How to spot whether someone you know could be in an abusive relationship

Sexist gender roles can be a 'recipe' for coercive relationships

Jess Staufenberg
Thursday 18 February 2016 16:18 GMT
Signs of an abusive relationship are not necessarily physical or violent
Signs of an abusive relationship are not necessarily physical or violent (Rex Features)

With one call every minute about relationship abuse to the police, spotting the signs - either as a victim or outsider - is becoming increasingly important.

A law brought in last year against "controlling or coercive behaviour" in relationships highlights that violent or physical abuse is no longer considered the only major problem in domestic settings.

Now a raft of charities are backing a new programme called "Drive", in which one-to-one support is given to men who pose a high risk of domestic violence.

The aim of putting 900 offenders through the scheme is to deal better with the "root cause" of a problem which, in its physical manifestation, kills two women every week and sees at least 100,000 at high risk in the UK.
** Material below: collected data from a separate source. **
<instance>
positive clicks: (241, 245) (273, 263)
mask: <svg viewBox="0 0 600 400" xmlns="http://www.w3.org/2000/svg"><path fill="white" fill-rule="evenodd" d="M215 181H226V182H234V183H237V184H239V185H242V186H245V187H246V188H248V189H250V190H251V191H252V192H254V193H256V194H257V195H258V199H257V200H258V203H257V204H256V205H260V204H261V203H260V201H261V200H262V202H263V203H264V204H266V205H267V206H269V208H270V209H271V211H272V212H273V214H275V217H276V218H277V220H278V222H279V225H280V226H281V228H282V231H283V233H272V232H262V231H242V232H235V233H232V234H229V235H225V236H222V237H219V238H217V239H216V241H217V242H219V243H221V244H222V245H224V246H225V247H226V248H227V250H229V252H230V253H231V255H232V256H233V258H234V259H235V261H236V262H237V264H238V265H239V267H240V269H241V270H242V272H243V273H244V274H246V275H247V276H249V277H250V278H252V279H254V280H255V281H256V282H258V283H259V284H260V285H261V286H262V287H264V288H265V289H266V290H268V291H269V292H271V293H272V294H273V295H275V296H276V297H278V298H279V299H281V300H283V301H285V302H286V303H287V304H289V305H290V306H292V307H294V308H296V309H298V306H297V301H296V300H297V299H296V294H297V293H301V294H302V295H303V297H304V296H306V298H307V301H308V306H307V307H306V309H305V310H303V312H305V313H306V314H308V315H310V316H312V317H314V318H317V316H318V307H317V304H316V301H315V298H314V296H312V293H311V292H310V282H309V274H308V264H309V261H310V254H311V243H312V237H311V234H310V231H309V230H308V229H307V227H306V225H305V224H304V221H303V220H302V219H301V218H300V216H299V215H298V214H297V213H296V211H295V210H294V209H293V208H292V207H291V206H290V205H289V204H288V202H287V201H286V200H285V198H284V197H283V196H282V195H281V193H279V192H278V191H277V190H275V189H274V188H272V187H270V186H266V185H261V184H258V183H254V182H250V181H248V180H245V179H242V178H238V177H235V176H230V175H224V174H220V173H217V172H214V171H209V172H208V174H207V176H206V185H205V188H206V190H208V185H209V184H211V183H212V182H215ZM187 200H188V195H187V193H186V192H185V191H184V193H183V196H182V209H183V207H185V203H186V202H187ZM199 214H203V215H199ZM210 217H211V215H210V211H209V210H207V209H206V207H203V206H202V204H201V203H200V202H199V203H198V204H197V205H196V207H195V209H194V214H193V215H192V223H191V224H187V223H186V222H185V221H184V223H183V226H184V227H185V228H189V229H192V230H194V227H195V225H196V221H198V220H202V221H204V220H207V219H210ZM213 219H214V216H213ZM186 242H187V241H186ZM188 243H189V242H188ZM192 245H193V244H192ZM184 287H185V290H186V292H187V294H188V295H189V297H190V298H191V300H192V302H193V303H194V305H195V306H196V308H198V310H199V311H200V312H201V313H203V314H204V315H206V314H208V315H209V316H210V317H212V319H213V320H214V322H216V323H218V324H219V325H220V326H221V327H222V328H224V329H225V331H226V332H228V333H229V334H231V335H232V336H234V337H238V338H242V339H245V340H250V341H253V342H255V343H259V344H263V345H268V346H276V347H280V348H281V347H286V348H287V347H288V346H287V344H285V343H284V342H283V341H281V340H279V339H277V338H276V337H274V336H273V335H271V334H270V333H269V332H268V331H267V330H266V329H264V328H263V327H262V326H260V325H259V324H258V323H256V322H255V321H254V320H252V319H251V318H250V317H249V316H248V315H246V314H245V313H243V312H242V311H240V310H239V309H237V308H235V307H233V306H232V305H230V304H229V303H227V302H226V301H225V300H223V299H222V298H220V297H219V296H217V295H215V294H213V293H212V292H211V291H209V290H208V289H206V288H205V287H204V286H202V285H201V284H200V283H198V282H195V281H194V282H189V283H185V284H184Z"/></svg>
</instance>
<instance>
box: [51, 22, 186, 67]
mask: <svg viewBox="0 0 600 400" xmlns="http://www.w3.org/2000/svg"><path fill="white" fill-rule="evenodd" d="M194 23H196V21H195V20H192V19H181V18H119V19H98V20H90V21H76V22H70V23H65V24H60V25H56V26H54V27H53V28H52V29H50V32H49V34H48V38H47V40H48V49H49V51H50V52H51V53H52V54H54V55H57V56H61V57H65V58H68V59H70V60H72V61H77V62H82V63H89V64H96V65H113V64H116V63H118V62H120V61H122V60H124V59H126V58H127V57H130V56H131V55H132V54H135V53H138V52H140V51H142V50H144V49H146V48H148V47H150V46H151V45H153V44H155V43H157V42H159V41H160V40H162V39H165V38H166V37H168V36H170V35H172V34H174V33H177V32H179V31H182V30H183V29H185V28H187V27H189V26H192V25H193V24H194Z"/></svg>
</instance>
Here are six key signs of an abusive relationship you may not know about:

1. Blaming the victim

An individual providing excuses for their partner's behaviour that appears unwarranted can be a sign. According to Pamela Jacobs, an advocate for ending sexual assault, a common tactic used by abusers is to play the victim and place the guilt for their actions and the relationship on their other half.

2. Seeming isolated

Be aware of women or men who see the people they care about less than they used to. Lisa Fontes, who has a PhD in Counseling Psycholog told says that activities may be restricted only to spending time with the suspected abuser. Feeling as though there is no one to talk to - or it would be shameful to do so - is a sign of being a victim of an abusive relationship.

3. Having personal correspondence checked

About 40 per cent of 16- to 25-year-olds have experienced “controlling behaviour” in the form of having their phone, messages, emails and social media accounts checked by a partner. Yet only a tiny fraction recognised this as a form of the coercive control now punishable under the Serious Crime Act 2015, the research by Women's Aid found.

Women who feel it is normal for their partner to be intrusively curious about their texts and emails may be in a controlling relationship - with the rise of mobile technology is making some forms of control easier for abusive partners.

4. 'Gaslighting' or distorting the victim's version of events

This is a form of mental abuse which tricks the victim into mistrusting their own version of reality, named after 1944 film "Gaslight" of the same topic.

An abuser might pretend after physically hurting their partner that no such thing happened and portray the incident as a figment of their imagination. The abuse might happen on a smaller scale too, such as denying a partner has said something and leading them to think what the abuser wants them to think - making them unaccepting of a friend's words to the contrary.

5. Acts of physical violence, however 'small'

Abusive relationships need not involve extreme acts of violence to be coercive and controlling.

"It can be rather constant, small acts that just let her know that she lives in a violent relationship," Dr Fontes says. This might include coming up close to their partner's face, holding them so they cannot go somewhere, and pushing them - which a victim might deny is an example of an abusive relationship.

6. Financial abuse

Taking money or credit cards is a common form of restricting the activities and freedom of a partner, according to domestic abuse charity Refuge.

Hollie Gazzard, who was murdered by her ex-boyfriend Asher Maslin, had reported him stealing money from her bank account before he killed her.

Being unable to afford rent or possessions without permission is key method of control and should raise immediate red flags, according to Refuge.